American silliness lasts all year 'round, and it's less genteel. It comprises NASCAR racing, mud wrestling, reality shows, late-night comedy shows, SUVs and Hummers, Super Bowl half-times, and super-size portions of food.
I would also include in this silly list: Casual Fridays, pre-holiday sales, million-dollar weddings and bar mitzvahs, adult video games, and massive silicone injections.
And national silliness can get downright serious: our use of electronic voting machines, our disdain for universal healthcare, our wasteful use of energy and natural resources, and our belief that every citizen has an inalienble right to bear arms.
(Waging wars in foreign lands, the latest craze from Washington, goes beyond silliness: it is stupid and arrogant.)
Like their British cousins, the French also manage to put all their silliness into one month -- May.
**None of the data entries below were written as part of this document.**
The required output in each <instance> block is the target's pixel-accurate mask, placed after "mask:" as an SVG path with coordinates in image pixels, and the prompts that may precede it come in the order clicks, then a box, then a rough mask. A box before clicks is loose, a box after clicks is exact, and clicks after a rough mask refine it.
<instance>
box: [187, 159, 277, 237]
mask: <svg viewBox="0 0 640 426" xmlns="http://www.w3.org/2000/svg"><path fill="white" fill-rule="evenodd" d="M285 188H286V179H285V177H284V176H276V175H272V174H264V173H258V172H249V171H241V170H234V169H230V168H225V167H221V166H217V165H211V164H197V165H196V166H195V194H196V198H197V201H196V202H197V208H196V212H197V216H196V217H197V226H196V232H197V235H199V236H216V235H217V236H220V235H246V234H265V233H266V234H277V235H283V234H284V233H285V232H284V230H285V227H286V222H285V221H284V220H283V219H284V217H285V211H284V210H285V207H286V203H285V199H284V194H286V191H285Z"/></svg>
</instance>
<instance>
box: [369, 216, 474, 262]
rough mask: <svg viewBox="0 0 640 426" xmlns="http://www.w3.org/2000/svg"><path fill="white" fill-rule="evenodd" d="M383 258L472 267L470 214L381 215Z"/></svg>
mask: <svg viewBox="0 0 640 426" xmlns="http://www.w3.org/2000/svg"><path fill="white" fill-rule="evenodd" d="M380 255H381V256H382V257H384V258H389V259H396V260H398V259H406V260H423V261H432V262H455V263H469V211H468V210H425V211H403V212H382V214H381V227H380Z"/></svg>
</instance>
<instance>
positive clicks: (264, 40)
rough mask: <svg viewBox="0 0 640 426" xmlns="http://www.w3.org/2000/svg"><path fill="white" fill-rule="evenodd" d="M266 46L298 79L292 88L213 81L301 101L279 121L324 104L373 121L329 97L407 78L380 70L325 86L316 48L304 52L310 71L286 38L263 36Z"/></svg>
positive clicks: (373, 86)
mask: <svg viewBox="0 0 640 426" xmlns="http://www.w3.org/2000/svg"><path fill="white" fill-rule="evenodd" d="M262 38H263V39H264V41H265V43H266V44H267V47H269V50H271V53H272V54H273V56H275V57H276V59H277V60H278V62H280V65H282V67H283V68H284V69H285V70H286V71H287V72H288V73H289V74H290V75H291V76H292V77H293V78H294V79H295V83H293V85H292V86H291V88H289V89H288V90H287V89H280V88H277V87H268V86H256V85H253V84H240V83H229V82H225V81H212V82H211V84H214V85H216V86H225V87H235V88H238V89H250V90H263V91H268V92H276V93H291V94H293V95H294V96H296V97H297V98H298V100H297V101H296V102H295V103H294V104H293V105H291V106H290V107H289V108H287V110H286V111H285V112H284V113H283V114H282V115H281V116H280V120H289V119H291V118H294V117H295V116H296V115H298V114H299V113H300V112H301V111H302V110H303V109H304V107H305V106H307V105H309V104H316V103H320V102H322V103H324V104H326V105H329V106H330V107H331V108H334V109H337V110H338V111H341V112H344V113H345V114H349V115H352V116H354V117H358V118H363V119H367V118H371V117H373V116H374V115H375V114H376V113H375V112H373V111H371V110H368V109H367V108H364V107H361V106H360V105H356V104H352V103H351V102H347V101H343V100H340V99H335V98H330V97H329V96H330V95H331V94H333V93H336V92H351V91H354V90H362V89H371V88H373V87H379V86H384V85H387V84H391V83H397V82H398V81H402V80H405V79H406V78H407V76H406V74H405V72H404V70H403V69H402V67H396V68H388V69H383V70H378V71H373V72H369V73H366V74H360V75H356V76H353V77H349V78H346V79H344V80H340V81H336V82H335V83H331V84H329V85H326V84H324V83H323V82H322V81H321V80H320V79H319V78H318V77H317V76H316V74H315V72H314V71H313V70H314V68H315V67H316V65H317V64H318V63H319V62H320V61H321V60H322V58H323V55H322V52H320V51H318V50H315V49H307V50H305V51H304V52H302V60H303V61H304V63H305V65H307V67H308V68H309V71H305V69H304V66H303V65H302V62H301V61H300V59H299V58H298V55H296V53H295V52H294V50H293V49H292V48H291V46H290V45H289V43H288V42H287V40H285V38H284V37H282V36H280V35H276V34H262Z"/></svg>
May is riddled with no fewer than four national holidays: May Day, Memorial Day, Ascension, and Pentecost. When these fall on a Thursday or Tuesday, then Friday or Monday are also taken off to make a long four-day weekend. (This is called "making the bridge." It is a sacrosanct tradition, like spraying Champagne over a Grand Prix winner.)
If I were to pick one silly month for Americans, I think it would be February. First of all, it's my birthday. Secondly, it's the shortest month, so the silliness would be relatively limited. Thirdly, there are already three silly holidays in February: Groundhog's Day (need I say more?), President's Day (which has cruelly compressed the birthdays of our two finest presidents into one), and Valentine's Day (which arouses our primal feelings of guilt, anxiety, despair and hope).
We could throw a lot of other silly holidays into February: Labor Day (a misnomer -- nobody labors on that day), Election Day (which so many Americans pass up), and Halloween (the silliest celebration of all). Most religious holidays are too slippery to pin down and relocate (Easter and Passover, for example, are always changing) and I wouldn't dream of touching Thanksgiving or Christmas. But New Year's Day could use a little juggling. Putting it into February would give us some time to recover from the Christmas blowout.
Have I convinced you?
Good. Now I'm going to pack a picnic lunch, call some friends, and celebrate June bustin' out with a bottle of Champagne.